Randomized controlled trial to evaluate the digital health application My Dose Coach

Not Applicable

• Conditions: E11; Type 2 diabetes mellitus

• Registration Number: DRKS00024861
• Lead Sponsor: Sanofi-Aventis Deutschland GmbH

Brief Summary

Not available

Detailed Description

Not available

Study Timeline

• Study Start: 2021-04-13
• Study Completion: 2022-07-12
• Last Update Posted: 19 August 2024

Recruitment & Eligibility

• Status: Complete
• Sex: All
• Target Recruitment: 251

Inclusion Criteria

Diagnosed type 2 diabetes (E11)
- Indication for therapy with basal insulin in combination with oral antidiabetic agents
- Age = 18 years
- HbA1c value> 7.5% or 58.5 mmol / mol and <10.0% or 85.6 mmol / mol (last measured HbA1c value from the patient file)
- Use of a smartphone compatible with the My Dose Coach app (iPhone models 5 and higher with iOS 10 or higher; Android version 4.4 or higher)
- Willingness to consent to the terms and conditions of the My Dose Coach app
- Knowledge of German, spoken and written
- Existence of a written declaration of consent for participation in the study

Exclusion Criteria

- Treatment with prandial insulin (mealtime insulin)
- Body Mass Index (BMI) <25 kg / m2
- Renal insufficiency (GFR <30 ml / min)
- The presence of an acute psychiatric illness which, in the opinion of the investigator, affects the patient's ability to properly carry out the diabetes therapy or the study
- Use of another titration app
- Lack of consent due to limited legal capacity or legal support
- Dependency on the sponsor or the clinical investigator (e.g. employees of the sponsor or a trial center and their family members)
- Simultaneous participation in another clinical study

Study & Design

• Study Type: interventional
• Study Design: Not specified

Primary Outcome Measures

Name	Time	Method
The primary outcome variable is the reduction in the HbA1c value in the intervention group using the My Dose Coach app compared to the control group without using the My Dose Coach app over a 12-week follow-up period. The HbA1c (from the patient file or current determination in the central laboratory) is collected at the beginning and at the end of the study.

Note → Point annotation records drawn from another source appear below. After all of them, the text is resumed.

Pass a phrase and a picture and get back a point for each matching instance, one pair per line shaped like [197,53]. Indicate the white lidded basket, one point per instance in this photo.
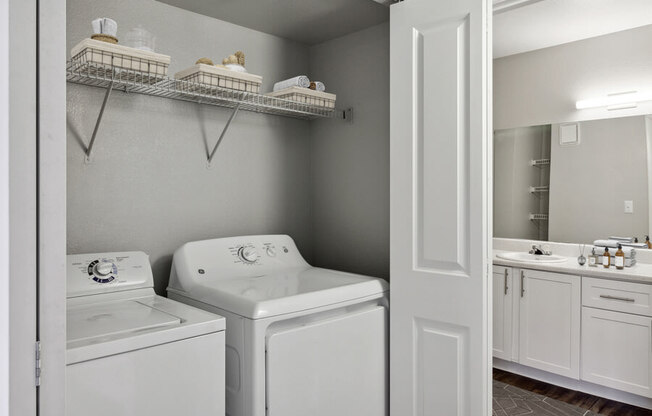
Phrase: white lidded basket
[306,96]
[214,77]
[105,57]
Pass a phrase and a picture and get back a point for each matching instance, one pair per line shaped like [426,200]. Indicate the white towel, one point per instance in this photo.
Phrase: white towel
[299,81]
[319,86]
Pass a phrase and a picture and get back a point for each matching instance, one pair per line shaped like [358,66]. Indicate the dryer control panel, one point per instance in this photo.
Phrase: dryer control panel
[96,273]
[231,257]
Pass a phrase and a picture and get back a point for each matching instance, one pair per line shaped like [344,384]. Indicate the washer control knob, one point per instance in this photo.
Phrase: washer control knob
[103,268]
[248,254]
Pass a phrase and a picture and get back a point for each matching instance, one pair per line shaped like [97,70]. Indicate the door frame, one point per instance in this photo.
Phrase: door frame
[33,216]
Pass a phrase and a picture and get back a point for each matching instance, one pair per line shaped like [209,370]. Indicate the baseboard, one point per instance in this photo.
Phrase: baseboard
[572,384]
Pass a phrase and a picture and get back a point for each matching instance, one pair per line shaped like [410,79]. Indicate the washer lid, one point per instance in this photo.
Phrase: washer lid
[288,291]
[90,323]
[101,326]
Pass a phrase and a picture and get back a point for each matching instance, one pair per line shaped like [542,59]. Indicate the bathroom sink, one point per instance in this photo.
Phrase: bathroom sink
[531,258]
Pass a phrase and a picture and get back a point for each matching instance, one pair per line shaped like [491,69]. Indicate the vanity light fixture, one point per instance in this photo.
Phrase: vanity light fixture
[617,101]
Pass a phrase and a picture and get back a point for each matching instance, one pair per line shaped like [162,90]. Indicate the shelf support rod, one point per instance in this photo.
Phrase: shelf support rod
[99,120]
[226,127]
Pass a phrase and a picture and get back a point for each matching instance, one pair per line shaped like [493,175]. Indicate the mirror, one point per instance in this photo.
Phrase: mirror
[563,172]
[573,182]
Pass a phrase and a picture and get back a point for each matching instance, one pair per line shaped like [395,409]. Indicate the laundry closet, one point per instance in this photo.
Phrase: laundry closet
[147,185]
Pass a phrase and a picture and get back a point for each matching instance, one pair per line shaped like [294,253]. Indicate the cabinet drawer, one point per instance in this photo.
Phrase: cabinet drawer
[617,296]
[616,350]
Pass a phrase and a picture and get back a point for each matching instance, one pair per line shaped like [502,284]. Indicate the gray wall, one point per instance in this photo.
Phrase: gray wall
[590,182]
[541,87]
[148,187]
[513,176]
[350,162]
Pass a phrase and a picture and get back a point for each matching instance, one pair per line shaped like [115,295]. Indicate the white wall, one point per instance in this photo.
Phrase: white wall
[148,188]
[350,162]
[541,87]
[590,182]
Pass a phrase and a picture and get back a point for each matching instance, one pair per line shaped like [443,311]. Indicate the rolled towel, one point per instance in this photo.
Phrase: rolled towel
[317,86]
[299,81]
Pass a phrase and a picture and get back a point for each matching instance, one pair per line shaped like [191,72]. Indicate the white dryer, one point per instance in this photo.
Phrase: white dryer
[300,340]
[131,352]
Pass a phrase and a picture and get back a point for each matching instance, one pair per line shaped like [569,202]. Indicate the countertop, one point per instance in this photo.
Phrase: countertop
[640,273]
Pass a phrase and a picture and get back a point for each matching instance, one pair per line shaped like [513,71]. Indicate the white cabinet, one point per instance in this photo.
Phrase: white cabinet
[549,322]
[617,337]
[502,312]
[617,350]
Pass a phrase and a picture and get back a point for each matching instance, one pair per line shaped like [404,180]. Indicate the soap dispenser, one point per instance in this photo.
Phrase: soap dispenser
[606,258]
[619,258]
[593,258]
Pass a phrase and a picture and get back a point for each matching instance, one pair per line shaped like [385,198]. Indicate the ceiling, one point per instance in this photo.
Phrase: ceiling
[305,21]
[543,23]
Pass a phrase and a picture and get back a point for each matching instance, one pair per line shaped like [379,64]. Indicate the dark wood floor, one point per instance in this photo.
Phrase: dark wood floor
[576,398]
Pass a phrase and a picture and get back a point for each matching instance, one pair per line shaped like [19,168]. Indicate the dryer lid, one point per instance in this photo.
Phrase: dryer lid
[283,292]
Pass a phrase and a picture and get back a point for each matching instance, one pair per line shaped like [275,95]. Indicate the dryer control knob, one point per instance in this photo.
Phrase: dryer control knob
[103,268]
[248,254]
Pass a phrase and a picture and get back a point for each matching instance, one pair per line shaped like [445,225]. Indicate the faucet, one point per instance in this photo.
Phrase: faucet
[539,251]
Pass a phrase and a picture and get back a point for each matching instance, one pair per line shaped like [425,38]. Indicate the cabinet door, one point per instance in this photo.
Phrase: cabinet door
[616,350]
[502,308]
[549,318]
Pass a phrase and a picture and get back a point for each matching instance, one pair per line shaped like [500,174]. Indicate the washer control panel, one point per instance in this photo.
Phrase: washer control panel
[107,272]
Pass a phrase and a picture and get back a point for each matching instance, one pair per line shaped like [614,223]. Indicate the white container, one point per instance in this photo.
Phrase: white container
[119,56]
[215,77]
[306,96]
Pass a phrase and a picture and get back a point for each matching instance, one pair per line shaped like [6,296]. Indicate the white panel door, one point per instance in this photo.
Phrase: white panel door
[440,162]
[502,312]
[550,322]
[617,350]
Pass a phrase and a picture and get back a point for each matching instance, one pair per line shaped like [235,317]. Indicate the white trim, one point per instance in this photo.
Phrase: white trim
[4,208]
[52,205]
[648,140]
[502,6]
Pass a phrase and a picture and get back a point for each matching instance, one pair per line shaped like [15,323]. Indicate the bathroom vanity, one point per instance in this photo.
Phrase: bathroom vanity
[584,328]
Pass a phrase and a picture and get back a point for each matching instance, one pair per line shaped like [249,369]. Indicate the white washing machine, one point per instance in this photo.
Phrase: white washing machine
[131,352]
[300,340]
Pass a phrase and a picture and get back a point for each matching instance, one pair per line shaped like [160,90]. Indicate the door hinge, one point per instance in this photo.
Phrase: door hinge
[37,363]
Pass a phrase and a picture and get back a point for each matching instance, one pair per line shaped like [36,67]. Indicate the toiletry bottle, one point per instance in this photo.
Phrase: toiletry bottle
[619,258]
[606,258]
[593,258]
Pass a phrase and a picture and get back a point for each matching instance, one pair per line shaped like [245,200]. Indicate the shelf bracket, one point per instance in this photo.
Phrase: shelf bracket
[226,127]
[99,120]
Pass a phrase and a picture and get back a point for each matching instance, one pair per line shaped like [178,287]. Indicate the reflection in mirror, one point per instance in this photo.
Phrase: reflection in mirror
[573,182]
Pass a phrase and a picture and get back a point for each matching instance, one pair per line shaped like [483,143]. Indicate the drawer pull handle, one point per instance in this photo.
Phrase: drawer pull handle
[617,298]
[505,285]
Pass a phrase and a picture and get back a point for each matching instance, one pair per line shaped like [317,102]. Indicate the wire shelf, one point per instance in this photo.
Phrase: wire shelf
[151,83]
[540,163]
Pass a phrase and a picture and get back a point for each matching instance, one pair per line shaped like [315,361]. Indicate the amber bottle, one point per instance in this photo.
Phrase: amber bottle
[606,258]
[619,258]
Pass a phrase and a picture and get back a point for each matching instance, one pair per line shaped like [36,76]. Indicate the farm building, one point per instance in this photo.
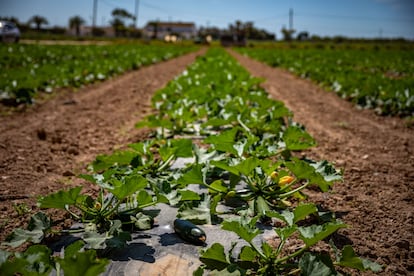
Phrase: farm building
[160,30]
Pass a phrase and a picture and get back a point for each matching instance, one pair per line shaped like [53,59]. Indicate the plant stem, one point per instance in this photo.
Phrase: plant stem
[166,163]
[242,124]
[294,191]
[258,251]
[297,253]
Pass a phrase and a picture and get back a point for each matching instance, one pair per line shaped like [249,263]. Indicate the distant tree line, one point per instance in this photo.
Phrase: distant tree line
[239,28]
[123,26]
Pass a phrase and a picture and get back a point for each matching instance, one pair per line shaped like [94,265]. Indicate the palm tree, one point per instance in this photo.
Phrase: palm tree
[76,22]
[38,21]
[118,22]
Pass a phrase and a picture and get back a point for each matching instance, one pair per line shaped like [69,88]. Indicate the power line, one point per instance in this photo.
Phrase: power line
[333,16]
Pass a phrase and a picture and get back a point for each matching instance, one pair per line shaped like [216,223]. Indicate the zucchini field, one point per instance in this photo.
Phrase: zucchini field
[305,182]
[29,69]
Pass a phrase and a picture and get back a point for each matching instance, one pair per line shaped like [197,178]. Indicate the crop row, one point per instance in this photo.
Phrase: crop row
[28,69]
[242,148]
[378,79]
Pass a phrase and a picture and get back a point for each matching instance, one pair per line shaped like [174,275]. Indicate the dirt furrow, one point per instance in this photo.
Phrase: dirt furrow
[377,155]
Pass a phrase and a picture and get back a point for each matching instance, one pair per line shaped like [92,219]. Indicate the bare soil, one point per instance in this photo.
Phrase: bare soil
[42,149]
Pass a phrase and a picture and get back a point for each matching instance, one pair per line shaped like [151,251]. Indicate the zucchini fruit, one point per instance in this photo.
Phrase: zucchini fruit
[189,232]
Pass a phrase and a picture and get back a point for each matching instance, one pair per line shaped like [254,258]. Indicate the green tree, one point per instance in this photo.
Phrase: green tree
[287,34]
[118,23]
[76,22]
[38,21]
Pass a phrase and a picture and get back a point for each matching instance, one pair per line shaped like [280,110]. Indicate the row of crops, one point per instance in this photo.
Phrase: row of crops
[242,146]
[29,69]
[380,79]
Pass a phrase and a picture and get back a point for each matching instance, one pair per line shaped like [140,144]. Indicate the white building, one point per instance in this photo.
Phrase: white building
[160,30]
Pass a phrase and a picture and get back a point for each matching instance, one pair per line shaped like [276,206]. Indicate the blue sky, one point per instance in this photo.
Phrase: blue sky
[352,18]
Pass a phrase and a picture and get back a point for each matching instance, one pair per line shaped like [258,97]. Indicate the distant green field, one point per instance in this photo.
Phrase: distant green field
[28,69]
[376,77]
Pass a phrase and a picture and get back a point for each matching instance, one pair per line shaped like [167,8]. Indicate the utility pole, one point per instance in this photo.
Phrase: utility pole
[136,13]
[95,9]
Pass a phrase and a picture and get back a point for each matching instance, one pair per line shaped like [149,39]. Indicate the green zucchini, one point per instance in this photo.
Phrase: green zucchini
[189,231]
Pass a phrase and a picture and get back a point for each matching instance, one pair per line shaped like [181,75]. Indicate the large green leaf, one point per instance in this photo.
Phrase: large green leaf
[224,141]
[242,228]
[215,257]
[36,260]
[193,176]
[130,185]
[196,211]
[248,254]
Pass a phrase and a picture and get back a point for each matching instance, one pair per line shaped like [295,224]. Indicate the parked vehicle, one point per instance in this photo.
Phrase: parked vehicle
[9,32]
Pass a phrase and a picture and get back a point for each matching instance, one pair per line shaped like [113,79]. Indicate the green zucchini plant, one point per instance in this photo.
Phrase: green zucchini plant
[241,151]
[260,258]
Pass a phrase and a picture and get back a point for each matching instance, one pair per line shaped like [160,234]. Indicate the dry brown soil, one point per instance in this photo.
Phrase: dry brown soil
[43,149]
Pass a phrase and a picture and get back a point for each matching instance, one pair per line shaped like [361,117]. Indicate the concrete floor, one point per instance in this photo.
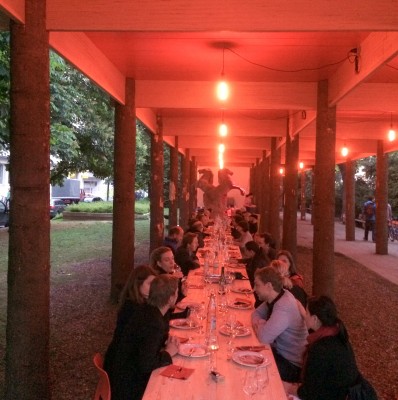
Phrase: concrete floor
[359,250]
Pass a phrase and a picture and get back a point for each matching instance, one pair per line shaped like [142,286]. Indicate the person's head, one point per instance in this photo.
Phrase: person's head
[242,226]
[190,241]
[137,286]
[321,311]
[282,268]
[164,291]
[162,258]
[267,283]
[252,248]
[176,232]
[286,256]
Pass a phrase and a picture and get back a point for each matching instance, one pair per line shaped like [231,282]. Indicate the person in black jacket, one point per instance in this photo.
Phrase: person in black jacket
[143,344]
[329,367]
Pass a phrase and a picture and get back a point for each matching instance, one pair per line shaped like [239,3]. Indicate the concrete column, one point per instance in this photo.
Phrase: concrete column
[28,293]
[324,200]
[349,185]
[381,199]
[124,195]
[184,204]
[289,241]
[275,193]
[173,185]
[156,190]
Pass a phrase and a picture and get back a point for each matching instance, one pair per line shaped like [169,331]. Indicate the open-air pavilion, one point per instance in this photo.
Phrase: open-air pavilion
[306,79]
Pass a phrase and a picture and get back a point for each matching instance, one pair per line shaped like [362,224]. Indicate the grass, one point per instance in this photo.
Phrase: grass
[141,207]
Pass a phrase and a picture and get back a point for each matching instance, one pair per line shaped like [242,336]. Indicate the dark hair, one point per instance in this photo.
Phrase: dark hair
[326,311]
[268,274]
[292,266]
[131,289]
[162,288]
[188,239]
[156,256]
[253,246]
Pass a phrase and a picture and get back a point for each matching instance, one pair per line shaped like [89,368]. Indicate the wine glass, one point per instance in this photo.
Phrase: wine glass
[250,386]
[262,377]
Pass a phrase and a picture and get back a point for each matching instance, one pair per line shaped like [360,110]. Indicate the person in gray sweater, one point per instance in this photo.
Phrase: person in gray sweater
[278,322]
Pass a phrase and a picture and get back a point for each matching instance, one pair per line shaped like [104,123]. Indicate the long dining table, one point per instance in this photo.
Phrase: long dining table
[200,385]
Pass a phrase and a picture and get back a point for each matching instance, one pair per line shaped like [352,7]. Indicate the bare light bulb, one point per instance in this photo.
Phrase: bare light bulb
[223,129]
[222,90]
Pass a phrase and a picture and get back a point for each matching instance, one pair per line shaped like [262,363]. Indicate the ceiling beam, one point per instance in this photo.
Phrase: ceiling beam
[374,51]
[246,95]
[15,9]
[80,51]
[209,15]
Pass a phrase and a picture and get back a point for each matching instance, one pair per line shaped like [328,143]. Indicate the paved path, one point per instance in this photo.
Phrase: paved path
[360,251]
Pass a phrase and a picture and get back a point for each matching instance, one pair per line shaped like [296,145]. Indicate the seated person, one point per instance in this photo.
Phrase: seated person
[186,254]
[144,344]
[295,277]
[329,363]
[278,321]
[174,239]
[297,291]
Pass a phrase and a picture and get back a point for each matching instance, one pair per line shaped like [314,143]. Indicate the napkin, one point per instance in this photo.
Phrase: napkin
[177,372]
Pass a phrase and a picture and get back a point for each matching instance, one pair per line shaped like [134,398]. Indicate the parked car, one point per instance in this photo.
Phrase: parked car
[4,217]
[92,199]
[56,207]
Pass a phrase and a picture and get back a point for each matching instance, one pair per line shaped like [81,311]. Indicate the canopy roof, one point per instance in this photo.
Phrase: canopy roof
[274,53]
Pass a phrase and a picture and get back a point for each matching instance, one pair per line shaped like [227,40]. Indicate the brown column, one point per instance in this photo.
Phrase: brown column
[156,191]
[324,203]
[349,185]
[265,182]
[173,185]
[381,199]
[275,193]
[289,241]
[28,330]
[124,199]
[184,204]
[192,185]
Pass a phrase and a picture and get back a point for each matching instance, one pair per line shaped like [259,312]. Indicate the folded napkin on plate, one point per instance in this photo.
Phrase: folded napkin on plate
[251,348]
[194,286]
[177,372]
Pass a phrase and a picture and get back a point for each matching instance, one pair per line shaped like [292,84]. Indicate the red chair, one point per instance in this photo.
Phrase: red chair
[103,391]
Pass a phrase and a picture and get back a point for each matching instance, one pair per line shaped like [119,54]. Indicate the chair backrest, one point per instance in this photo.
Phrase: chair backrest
[103,391]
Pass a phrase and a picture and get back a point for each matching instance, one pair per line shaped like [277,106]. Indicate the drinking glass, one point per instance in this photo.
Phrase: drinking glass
[250,384]
[262,377]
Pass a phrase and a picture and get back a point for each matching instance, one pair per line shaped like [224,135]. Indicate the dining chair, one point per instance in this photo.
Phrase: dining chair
[103,391]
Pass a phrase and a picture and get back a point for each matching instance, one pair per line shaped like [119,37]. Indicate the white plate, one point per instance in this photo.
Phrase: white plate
[242,290]
[182,305]
[240,331]
[193,350]
[240,304]
[183,324]
[249,358]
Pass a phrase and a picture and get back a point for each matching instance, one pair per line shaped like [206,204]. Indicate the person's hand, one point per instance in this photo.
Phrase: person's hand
[172,345]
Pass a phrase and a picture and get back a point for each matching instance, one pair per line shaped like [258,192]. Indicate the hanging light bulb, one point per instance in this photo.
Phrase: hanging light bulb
[222,86]
[391,132]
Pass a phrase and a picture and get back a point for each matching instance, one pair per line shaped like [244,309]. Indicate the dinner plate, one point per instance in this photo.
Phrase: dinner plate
[241,304]
[183,324]
[182,305]
[242,290]
[249,358]
[240,331]
[193,350]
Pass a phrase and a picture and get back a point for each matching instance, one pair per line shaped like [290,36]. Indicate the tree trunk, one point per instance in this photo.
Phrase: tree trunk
[28,330]
[124,195]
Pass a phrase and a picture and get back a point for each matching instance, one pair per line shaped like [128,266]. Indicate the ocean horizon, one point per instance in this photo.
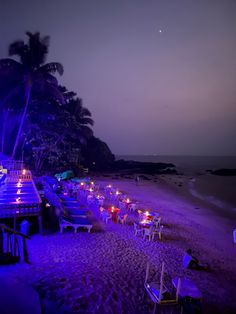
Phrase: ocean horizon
[187,163]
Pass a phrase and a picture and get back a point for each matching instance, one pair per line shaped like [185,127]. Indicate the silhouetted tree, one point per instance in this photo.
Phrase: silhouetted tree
[30,77]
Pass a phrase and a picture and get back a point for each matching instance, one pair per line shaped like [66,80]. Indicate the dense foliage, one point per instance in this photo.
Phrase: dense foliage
[41,121]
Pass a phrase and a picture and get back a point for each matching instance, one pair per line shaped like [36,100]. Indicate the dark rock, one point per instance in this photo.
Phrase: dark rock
[130,167]
[224,172]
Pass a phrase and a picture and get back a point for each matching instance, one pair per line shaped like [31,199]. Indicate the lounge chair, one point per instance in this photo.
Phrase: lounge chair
[148,232]
[157,230]
[75,222]
[138,230]
[122,219]
[158,292]
[106,216]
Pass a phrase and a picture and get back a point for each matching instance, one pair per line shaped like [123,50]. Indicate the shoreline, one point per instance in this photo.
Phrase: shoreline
[104,270]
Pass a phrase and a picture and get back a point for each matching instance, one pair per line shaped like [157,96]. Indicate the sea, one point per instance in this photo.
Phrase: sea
[187,164]
[217,190]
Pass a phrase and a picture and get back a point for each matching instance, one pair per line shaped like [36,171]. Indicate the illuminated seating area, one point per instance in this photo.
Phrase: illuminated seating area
[18,195]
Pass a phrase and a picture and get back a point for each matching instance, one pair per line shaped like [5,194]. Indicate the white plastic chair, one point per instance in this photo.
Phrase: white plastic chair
[138,230]
[157,230]
[157,291]
[148,232]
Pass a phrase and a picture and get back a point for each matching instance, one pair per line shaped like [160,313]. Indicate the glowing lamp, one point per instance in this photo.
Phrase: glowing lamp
[18,199]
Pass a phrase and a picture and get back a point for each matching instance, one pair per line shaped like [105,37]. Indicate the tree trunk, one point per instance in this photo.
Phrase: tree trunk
[4,123]
[27,93]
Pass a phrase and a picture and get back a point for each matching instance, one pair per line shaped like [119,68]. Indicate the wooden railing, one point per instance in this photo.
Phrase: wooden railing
[13,248]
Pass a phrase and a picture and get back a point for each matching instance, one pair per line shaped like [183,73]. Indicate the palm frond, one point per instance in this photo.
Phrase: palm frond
[18,48]
[52,68]
[8,64]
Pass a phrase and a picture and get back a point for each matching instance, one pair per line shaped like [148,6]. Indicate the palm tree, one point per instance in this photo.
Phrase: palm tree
[59,131]
[31,75]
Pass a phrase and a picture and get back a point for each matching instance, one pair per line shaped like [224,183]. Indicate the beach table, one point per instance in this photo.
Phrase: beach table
[187,288]
[114,212]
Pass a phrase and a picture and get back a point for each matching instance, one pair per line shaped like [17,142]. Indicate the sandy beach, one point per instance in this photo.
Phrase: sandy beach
[103,272]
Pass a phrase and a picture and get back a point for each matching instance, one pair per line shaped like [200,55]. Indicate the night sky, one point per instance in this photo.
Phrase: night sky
[158,76]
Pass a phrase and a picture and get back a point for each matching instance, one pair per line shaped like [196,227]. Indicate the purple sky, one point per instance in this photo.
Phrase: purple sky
[150,92]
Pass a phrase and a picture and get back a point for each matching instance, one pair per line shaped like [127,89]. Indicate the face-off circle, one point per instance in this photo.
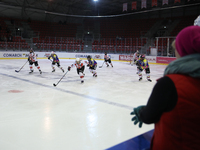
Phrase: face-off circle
[15,91]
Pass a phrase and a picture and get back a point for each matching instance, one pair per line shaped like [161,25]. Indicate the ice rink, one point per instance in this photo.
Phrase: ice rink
[35,115]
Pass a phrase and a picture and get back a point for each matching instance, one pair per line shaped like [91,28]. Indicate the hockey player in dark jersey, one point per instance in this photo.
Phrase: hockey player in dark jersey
[80,68]
[142,64]
[33,60]
[55,61]
[92,64]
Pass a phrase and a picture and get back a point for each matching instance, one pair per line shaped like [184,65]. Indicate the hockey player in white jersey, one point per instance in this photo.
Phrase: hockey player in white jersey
[80,68]
[197,21]
[135,57]
[107,60]
[33,60]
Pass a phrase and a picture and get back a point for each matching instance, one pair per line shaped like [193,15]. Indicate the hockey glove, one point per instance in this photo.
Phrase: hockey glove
[136,118]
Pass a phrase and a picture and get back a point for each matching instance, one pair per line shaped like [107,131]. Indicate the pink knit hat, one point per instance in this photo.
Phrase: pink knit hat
[188,41]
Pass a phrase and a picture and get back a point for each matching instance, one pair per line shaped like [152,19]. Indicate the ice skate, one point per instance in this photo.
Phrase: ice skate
[31,71]
[149,80]
[95,75]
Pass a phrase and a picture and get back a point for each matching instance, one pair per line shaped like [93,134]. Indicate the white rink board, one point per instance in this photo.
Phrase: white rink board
[64,55]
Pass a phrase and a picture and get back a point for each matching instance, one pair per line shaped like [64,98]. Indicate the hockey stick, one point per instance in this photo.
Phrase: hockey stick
[21,67]
[56,64]
[60,79]
[101,65]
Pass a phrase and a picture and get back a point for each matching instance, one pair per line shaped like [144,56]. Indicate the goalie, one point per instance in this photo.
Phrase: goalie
[80,68]
[55,61]
[92,64]
[142,64]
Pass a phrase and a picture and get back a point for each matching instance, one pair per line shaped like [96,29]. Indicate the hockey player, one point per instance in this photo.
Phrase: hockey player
[33,60]
[107,59]
[80,68]
[142,64]
[55,61]
[92,64]
[197,21]
[135,57]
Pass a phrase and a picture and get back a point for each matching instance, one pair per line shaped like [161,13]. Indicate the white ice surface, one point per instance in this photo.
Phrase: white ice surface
[90,116]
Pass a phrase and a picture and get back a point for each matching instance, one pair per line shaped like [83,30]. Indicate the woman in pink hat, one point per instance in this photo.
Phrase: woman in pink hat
[174,104]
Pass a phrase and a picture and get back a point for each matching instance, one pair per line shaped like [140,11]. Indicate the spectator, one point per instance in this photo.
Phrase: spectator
[174,104]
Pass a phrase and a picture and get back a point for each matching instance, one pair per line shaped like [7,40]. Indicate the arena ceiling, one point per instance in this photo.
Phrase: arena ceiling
[45,9]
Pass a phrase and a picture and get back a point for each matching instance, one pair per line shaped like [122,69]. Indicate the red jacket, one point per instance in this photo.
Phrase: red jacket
[179,129]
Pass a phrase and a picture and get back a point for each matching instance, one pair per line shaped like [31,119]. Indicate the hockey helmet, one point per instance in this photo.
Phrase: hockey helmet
[88,57]
[197,21]
[31,50]
[142,56]
[78,60]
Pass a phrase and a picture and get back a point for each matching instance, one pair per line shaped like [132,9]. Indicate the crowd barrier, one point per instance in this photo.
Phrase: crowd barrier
[64,55]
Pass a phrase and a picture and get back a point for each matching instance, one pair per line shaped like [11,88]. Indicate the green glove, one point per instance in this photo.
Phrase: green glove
[136,118]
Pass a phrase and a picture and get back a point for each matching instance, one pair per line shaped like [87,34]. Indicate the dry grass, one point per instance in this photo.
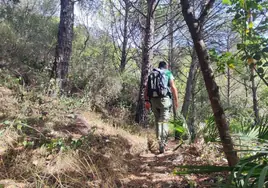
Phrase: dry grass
[100,161]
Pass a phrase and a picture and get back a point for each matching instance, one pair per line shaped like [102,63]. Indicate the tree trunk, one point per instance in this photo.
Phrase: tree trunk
[254,97]
[125,38]
[211,86]
[189,86]
[192,111]
[64,45]
[171,37]
[147,56]
[228,86]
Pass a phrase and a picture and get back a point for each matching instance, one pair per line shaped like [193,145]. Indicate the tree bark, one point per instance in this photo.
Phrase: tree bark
[147,56]
[211,86]
[254,97]
[64,44]
[125,37]
[189,86]
[171,38]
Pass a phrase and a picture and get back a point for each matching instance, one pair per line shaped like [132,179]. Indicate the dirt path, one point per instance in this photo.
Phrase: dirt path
[146,169]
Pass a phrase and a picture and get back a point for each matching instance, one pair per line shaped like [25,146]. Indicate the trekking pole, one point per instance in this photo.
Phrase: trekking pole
[175,118]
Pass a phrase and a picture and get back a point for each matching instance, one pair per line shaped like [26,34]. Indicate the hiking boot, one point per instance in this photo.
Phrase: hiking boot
[162,147]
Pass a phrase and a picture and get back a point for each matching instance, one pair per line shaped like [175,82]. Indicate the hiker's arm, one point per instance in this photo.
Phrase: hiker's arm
[146,93]
[174,93]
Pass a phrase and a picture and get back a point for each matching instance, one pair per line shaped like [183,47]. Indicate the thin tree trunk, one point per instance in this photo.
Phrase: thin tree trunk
[171,38]
[228,86]
[254,97]
[192,109]
[212,87]
[125,38]
[64,45]
[147,56]
[189,86]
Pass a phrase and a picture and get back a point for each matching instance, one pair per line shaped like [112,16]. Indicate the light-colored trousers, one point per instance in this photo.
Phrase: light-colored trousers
[161,110]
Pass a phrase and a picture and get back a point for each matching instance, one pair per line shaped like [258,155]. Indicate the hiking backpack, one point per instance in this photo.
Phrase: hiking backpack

Secondary Outcome Measures

Name	Time	Method
Secondary outcome variables are: diabetes distress (coping with difficulties and reducing stress), diabetes self-management (therapy adherence), empowerment, expectation of self-efficacy and therapy satisfaction (patient sovereignty), psychological well-being (quality of life). These variables are recorded using various validated questionnaires. <br>Furthermore, to record the quality of the diabetes therapy, glucose data from the blood glucose measuring systems are read out and evaluated.